Claro que, hay gentes que se acomodan placenteramente a la sombra y al abrigo del poder (de cualquier poder), siempre dispuestos a un halago, una colaboración (des)interesada o una encendida defensa de las causas de los poderosos. Ellos nunca alzarán su voz para denunciar una injusticia cometida por sus protectores. Son como esos borregos que pastan satisfechos en el prado de su amo, berreando al unísono su monocorde canto de alabanza. Estómagos agradecidos, rumiantes de su propia conciencia, felices de su condición. Estas gentes habitan en buena medida al rescoldo de la cultura oficial, la reconocida, la nunca obviada o censurada. Esa cultura que no resulta molesta para quienes ostentan el poder, ya sea en un simple ayuntamiento, una diputación, una comunidad o una nación. Y no resulta molesta porque quienes la practican, como los borregos de que hablaba antes, se dejan conducir en manada, lo mismo al abrevadero que al matadero, sin ejercitar su derecho a dudar, a rebelarse, a pensar por cuenta propia, a caminar contra corriente. Prefieren la sumisión abrigada que la rebeldía a la intemperie. Venden su dignidad en muchos casos a cambio del plato de lentejas de una subvención.
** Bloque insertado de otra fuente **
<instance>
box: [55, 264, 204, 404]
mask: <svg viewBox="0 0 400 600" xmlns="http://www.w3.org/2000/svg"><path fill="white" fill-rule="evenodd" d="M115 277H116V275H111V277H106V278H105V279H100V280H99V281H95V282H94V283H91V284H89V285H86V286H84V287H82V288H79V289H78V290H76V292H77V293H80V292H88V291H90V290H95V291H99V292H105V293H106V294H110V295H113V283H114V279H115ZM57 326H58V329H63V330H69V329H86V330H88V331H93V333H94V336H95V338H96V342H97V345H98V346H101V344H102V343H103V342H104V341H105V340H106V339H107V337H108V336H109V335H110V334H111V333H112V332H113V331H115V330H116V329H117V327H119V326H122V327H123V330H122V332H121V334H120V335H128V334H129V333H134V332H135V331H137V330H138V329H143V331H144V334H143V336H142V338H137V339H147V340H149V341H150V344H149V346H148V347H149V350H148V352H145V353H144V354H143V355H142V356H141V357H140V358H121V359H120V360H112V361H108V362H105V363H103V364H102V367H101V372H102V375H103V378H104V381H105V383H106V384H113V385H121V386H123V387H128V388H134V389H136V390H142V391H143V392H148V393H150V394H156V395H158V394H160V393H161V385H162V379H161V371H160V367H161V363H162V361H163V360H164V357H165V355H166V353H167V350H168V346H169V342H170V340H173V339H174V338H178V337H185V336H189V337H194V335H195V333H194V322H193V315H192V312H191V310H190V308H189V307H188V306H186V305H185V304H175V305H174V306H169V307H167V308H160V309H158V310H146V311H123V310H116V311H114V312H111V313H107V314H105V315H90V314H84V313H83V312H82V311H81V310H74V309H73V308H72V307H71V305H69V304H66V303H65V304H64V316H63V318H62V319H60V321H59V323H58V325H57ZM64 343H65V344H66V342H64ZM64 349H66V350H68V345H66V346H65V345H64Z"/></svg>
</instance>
Hay también, todo hay que decirlo, otras gentes menos numerosas, menos cómodas, menos dóciles, menos domeñables por la ortodoxia omnipotente del poder. Ellos y ellas, los rebeldes, los inconformistas, los críticos, los disidentes, los incrédulos, los insumisos, tienen muchas posibilidades de acabar ardiendo en la hoguera del olvido, rehuidos, apartados, desaparecidos sin dejar huella. Y, no obstante, es en la discrepancia, en el desafío a las verdades impuestas por el poder donde se halla la fuerza motriz que impulsa el progreso de la humanidad. Dudar del inmovilismo establecido como dogma llevó a Galileo a enfrentarse con la Inquisición, pero el mundo siguió girando y dándole la razón. Porque la razón de un solo hombre acaba por echar raíces y aflorar incluso entre los baldíos pedregales de la mentira oficial.
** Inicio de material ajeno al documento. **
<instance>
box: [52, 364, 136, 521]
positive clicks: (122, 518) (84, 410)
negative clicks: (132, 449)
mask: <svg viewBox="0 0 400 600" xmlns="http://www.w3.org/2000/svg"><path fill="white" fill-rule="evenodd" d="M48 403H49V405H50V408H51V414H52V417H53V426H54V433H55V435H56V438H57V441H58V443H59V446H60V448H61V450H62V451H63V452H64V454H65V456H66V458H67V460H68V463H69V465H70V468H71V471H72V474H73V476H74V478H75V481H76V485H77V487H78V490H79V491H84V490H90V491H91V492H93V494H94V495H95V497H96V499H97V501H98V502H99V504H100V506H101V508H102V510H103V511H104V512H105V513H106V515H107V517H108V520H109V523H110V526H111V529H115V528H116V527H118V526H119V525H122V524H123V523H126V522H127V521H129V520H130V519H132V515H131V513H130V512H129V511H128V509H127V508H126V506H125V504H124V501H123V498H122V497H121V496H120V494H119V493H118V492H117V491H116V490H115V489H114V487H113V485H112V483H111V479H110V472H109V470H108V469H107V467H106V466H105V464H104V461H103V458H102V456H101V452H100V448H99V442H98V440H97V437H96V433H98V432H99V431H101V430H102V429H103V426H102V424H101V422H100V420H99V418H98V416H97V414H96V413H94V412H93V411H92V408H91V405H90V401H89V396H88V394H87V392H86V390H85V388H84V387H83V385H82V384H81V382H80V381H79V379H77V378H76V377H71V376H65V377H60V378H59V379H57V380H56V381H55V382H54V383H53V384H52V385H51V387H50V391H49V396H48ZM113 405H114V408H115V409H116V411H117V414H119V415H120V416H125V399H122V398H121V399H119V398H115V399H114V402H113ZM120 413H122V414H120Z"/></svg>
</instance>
Fue el ejercicio democrático de la duda por parte del pueblo español quien echó del poder a los socialistas y echará en unos años a los conservadores. Porque la duda (que según Descartes es una actividad del espíritu) es la senda intelectual que mejor nos puede llevar hacia la consolidación de todas las libertades. Y es, ya en sí, un derecho primordial de la democracia.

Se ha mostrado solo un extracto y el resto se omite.